Dans l’hypothèse où une personne est condamnée, ou encore est déclarée en liquidation judiciaire, ne peut-on analyser cette publication universelle sur le net, et immédiatement retraitée par les moteurs de recherche de personnes, comme une double peine ? Non seulement le commerçant a failli, mais il est marqué de cette flétrissure permanente, comme au fer rouge par le réseau des réseaux. Et dans ce cas, de quel droit des outils de recherche, des sites de renseignements commerciaux trop zélés se permettent-ils de prononcer ainsi cette double peine ? En vertu de quel pouvoir judiciaire le font-ils ? Sans vouloir paraître dirigiste et appeler à une réglementation, il est au moins permis de constater l’abus.

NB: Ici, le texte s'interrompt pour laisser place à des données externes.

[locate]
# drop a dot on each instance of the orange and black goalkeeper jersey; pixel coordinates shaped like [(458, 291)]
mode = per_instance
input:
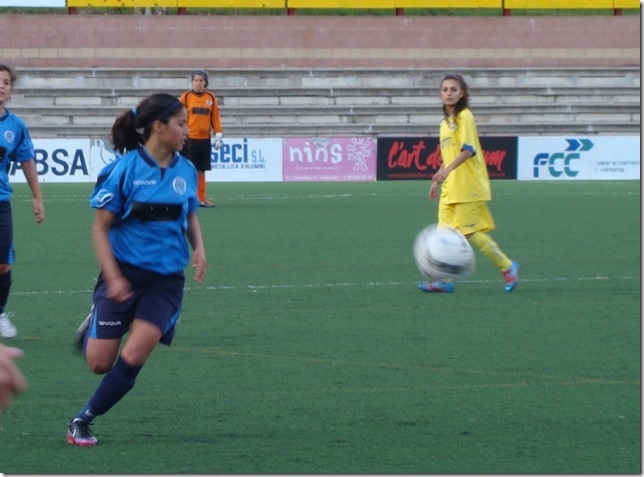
[(203, 114)]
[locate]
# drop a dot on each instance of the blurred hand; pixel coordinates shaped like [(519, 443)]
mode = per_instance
[(11, 379)]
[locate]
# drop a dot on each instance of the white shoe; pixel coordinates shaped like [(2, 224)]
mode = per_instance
[(7, 330)]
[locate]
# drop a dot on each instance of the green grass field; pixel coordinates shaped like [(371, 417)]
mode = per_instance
[(308, 348)]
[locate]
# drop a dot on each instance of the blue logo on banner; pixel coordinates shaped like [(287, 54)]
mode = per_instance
[(561, 163)]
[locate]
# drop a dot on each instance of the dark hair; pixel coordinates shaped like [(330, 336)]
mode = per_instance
[(12, 74), (462, 103), (200, 73), (133, 127)]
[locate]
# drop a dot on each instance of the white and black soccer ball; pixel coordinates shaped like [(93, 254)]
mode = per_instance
[(443, 252)]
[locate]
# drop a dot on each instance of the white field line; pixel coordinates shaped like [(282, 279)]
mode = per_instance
[(333, 285), (243, 197)]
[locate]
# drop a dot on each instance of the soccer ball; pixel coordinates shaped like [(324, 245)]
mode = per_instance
[(443, 252)]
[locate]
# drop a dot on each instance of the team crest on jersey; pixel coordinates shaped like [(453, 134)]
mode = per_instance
[(179, 185)]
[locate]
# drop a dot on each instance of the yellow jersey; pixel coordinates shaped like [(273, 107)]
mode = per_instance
[(469, 182)]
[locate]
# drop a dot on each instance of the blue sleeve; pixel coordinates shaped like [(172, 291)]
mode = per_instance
[(108, 192), (25, 150)]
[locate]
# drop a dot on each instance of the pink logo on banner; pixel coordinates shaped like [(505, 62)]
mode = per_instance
[(329, 159)]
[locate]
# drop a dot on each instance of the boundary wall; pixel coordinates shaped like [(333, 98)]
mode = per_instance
[(189, 41), (561, 158)]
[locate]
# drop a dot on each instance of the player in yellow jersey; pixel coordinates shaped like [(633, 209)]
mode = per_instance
[(203, 118), (464, 183)]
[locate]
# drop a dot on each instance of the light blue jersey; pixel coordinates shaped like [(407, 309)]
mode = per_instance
[(151, 205), (15, 145)]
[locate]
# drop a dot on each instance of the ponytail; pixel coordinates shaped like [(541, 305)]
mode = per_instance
[(134, 126)]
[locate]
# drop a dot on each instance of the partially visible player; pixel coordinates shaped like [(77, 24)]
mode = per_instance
[(464, 183), (11, 379), (15, 146), (203, 118), (144, 226)]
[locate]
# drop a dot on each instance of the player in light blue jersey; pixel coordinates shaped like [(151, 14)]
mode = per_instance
[(146, 203), (15, 147)]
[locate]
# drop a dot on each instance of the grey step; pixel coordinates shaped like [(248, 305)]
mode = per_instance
[(268, 95), (333, 130), (163, 79)]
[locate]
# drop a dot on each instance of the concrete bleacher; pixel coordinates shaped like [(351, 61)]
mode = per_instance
[(82, 103)]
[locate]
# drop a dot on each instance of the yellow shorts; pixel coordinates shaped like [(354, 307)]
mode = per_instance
[(467, 217)]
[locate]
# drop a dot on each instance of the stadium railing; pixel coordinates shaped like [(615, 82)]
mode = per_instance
[(292, 6)]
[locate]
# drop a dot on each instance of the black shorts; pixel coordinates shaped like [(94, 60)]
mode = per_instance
[(156, 299), (199, 152), (7, 253)]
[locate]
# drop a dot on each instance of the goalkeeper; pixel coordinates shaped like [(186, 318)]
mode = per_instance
[(203, 117)]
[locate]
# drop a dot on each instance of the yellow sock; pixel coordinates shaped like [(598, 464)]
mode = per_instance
[(490, 249)]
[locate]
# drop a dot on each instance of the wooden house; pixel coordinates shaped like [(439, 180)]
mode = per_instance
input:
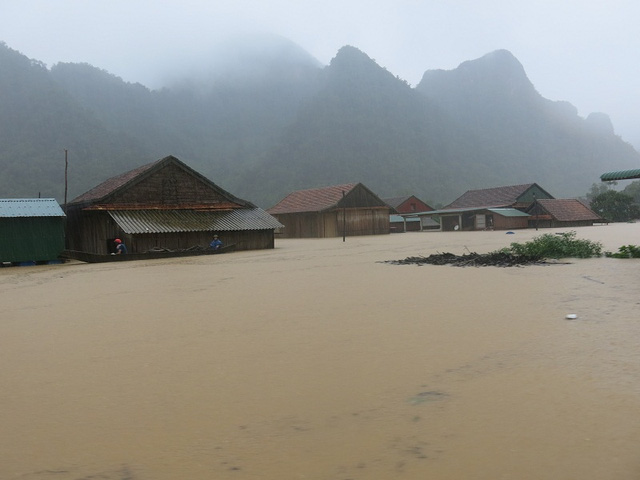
[(164, 205), (350, 209), (499, 208), (409, 204), (32, 230), (561, 212)]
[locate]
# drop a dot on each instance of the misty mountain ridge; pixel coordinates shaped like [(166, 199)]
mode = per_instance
[(272, 119)]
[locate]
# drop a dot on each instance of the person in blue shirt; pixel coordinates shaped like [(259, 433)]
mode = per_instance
[(121, 248), (216, 243)]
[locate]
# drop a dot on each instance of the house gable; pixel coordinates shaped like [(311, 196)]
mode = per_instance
[(408, 204), (508, 196), (165, 183), (566, 210), (361, 197)]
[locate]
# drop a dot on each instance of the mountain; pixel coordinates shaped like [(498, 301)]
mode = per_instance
[(529, 137), (264, 118)]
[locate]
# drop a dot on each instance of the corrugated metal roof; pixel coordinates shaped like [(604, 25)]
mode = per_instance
[(505, 211), (30, 207), (620, 175), (173, 221), (398, 218), (312, 200), (495, 197)]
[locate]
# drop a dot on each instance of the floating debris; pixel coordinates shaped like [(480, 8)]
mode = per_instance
[(472, 259), (424, 397)]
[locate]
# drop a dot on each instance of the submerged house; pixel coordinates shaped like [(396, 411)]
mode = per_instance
[(499, 208), (349, 209), (164, 205), (32, 230), (409, 204), (561, 212)]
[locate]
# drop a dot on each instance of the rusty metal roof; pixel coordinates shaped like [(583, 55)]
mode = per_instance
[(30, 207), (174, 221)]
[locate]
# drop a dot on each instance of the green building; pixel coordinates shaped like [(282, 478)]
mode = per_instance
[(31, 230)]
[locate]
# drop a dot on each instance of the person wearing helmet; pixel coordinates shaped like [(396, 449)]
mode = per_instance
[(121, 248), (216, 243)]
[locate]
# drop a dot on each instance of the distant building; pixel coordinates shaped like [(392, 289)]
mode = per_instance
[(32, 230), (620, 175), (499, 208), (561, 212), (349, 209), (164, 204), (407, 204)]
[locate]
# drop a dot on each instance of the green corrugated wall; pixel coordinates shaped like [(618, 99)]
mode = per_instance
[(25, 239)]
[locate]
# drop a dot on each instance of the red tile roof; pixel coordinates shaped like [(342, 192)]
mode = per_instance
[(491, 197), (312, 200), (568, 209)]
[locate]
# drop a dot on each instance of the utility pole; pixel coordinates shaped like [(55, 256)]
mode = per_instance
[(66, 168), (344, 218), (535, 206)]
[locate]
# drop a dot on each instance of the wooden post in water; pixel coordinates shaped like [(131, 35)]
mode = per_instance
[(66, 168), (344, 218)]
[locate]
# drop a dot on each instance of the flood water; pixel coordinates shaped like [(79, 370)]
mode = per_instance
[(317, 361)]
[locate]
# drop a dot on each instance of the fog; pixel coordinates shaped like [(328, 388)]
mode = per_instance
[(581, 52)]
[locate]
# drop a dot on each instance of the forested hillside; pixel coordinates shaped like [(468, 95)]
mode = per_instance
[(280, 121)]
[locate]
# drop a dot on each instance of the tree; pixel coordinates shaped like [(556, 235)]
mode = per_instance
[(615, 206)]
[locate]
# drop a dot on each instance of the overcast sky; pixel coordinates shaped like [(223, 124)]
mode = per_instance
[(586, 52)]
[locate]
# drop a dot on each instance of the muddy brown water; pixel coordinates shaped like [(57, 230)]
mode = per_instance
[(317, 361)]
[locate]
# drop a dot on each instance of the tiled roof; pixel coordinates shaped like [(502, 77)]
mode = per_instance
[(396, 201), (171, 221), (490, 197), (112, 184), (312, 200), (30, 207), (568, 209)]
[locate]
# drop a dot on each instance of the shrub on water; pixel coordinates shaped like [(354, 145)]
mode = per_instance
[(563, 245)]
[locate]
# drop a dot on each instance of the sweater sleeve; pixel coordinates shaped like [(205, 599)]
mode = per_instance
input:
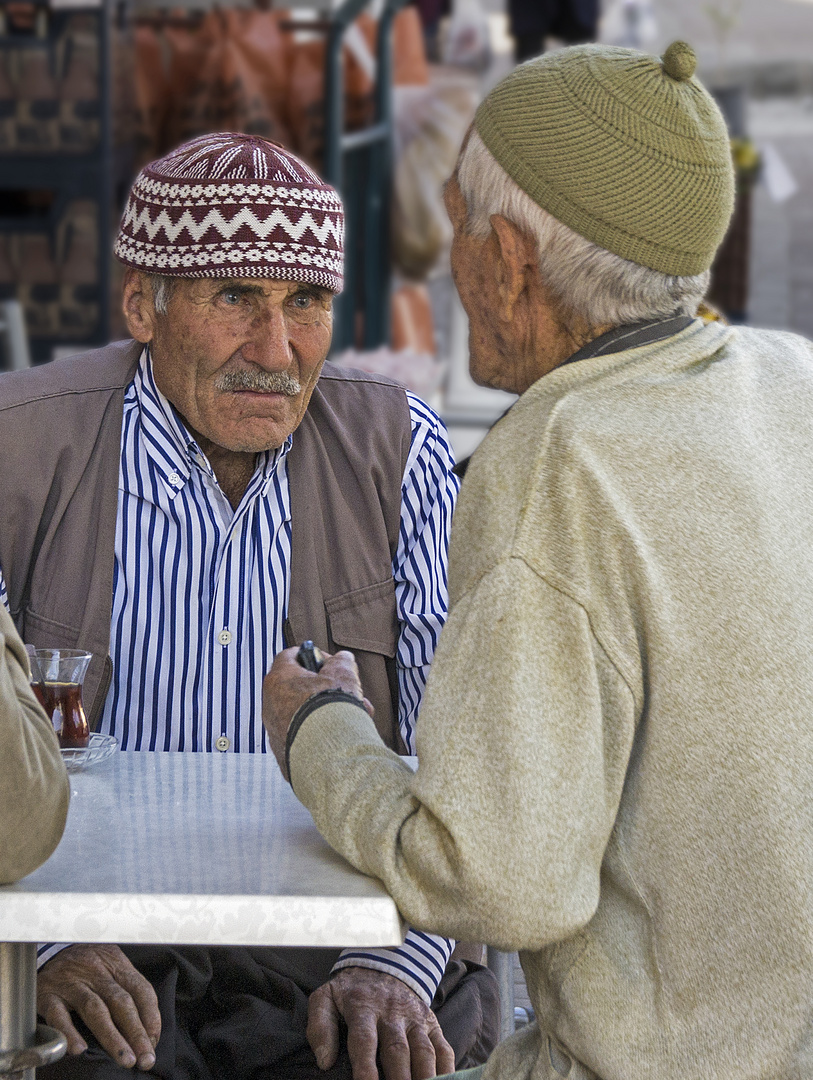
[(524, 741), (34, 783)]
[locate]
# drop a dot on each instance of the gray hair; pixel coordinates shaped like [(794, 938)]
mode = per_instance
[(597, 286), (163, 286)]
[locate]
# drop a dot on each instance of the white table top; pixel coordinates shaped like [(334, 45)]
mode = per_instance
[(194, 849)]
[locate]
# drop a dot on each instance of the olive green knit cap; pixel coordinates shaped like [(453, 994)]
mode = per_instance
[(627, 150)]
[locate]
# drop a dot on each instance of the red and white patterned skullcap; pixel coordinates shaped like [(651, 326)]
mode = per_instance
[(230, 205)]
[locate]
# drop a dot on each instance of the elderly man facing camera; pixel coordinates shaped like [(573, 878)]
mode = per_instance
[(185, 504), (615, 745)]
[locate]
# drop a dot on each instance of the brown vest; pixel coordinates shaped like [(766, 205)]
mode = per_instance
[(59, 453)]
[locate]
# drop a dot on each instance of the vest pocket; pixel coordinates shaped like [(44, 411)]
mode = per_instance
[(365, 619)]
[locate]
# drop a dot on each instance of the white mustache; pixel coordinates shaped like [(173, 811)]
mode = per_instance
[(263, 382)]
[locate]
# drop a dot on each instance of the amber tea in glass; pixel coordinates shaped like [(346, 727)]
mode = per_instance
[(56, 680)]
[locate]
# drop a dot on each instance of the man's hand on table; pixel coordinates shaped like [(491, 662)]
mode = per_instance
[(383, 1016), (288, 685), (113, 999)]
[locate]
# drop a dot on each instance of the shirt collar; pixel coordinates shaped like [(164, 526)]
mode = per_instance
[(168, 442)]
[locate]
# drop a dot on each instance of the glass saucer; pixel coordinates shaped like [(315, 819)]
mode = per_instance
[(97, 750)]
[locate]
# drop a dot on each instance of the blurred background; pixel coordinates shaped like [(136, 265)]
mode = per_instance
[(378, 97)]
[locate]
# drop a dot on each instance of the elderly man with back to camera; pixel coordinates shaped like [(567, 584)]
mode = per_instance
[(187, 503), (615, 758)]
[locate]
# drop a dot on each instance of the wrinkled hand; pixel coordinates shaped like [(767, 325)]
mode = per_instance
[(287, 686), (113, 999), (382, 1015)]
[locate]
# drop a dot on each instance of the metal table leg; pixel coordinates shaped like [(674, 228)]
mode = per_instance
[(24, 1044), (502, 966)]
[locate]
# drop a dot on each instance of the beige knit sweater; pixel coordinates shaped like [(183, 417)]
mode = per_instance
[(617, 741), (34, 782)]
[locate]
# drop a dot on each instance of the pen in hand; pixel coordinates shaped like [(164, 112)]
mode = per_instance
[(310, 657)]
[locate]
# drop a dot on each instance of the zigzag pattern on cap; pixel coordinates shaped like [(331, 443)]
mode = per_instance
[(233, 205)]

élargissement du droit à l'oubli

Mais plus récemment, la notion de droit à l’oubli stricto sensu semble s’élargir, dans le sens constaté ci-dessus. Tout d’abord, dans la foulée de la publication de leur rapport d’information rendu public le 27 mai 2009, deux sénateurs, Yves Détraigne et Anne-Marie Escoffier, ont déposé, le 6 novembre, une proposition de loi « visant à mieux garantir le droit à la vie privée à l’heure du numérique ». Ce texte prévoit le renforcement des garanties apportées au citoyen par la loi informatique, fichiers et libertés, en vue de donner une plus grande efficacité au droit à l’oubli numérique. Mais à la lecture du projet, la notion de droit à l’oubli s’étend insensiblement vers un droit plus large au respect de la vie privée. Nathalie Kosciusko-Morizet, secrétaired’État chargée de la prospective et du développement de l’Économie numérique, organisait le 12 novembre 2009 un atelier public sur le droit à l’oubli numérique, ayant le mérite de fédérer en même temps que médiatiser le problème et de lancer l’idée d’un large droit à l’oubli numérique. Mais il y a semble-t-il forte convergence avec d’autres grandes voix démocratiques. La Secrétaire d’État intervenait également au 4e Forum de la gouvernance de l’internet, à Charm El-Cheikh (Égypte), du 15 au 18 novembre 2009. Elle y plaidait pour une mondialisation de ce droit à l’oubli numérique, là aussi pris dans son sens large. Le 23 novembre, Alex Türk, président de la Cnil, se déclarait favorable à l’inscription du droit à l’oubli dans la Constitution française cependant que le secrétaire général de la même institution publiait le 27 novembre une actualité sur le site de la Cnil en faveur du droit à l’oubli numérique. Lors de son point de presse du 15 avril 2010, pour lancer son site Prospectivenumerique.gouv.fr, Nathalie Kosciusko-Morizet affirmait, appuyée par un juriste, cette lecture élargie du droit à l’oubli numérique qui englobe tout type de protection de la vie privée. C’est ainsi qu’au nom de ce droit, le projet de Charte du droit à l’oubli en préparation prévoit que les réseaux sociaux qui aménageraient l’espace privé de chaque adhérent serait par défaut fermé, charge à cet adhérent de communiquer aux amis et autres adhérents les données qu’il souhaite. Une affaire à suivre tant sur le plan français que mondial.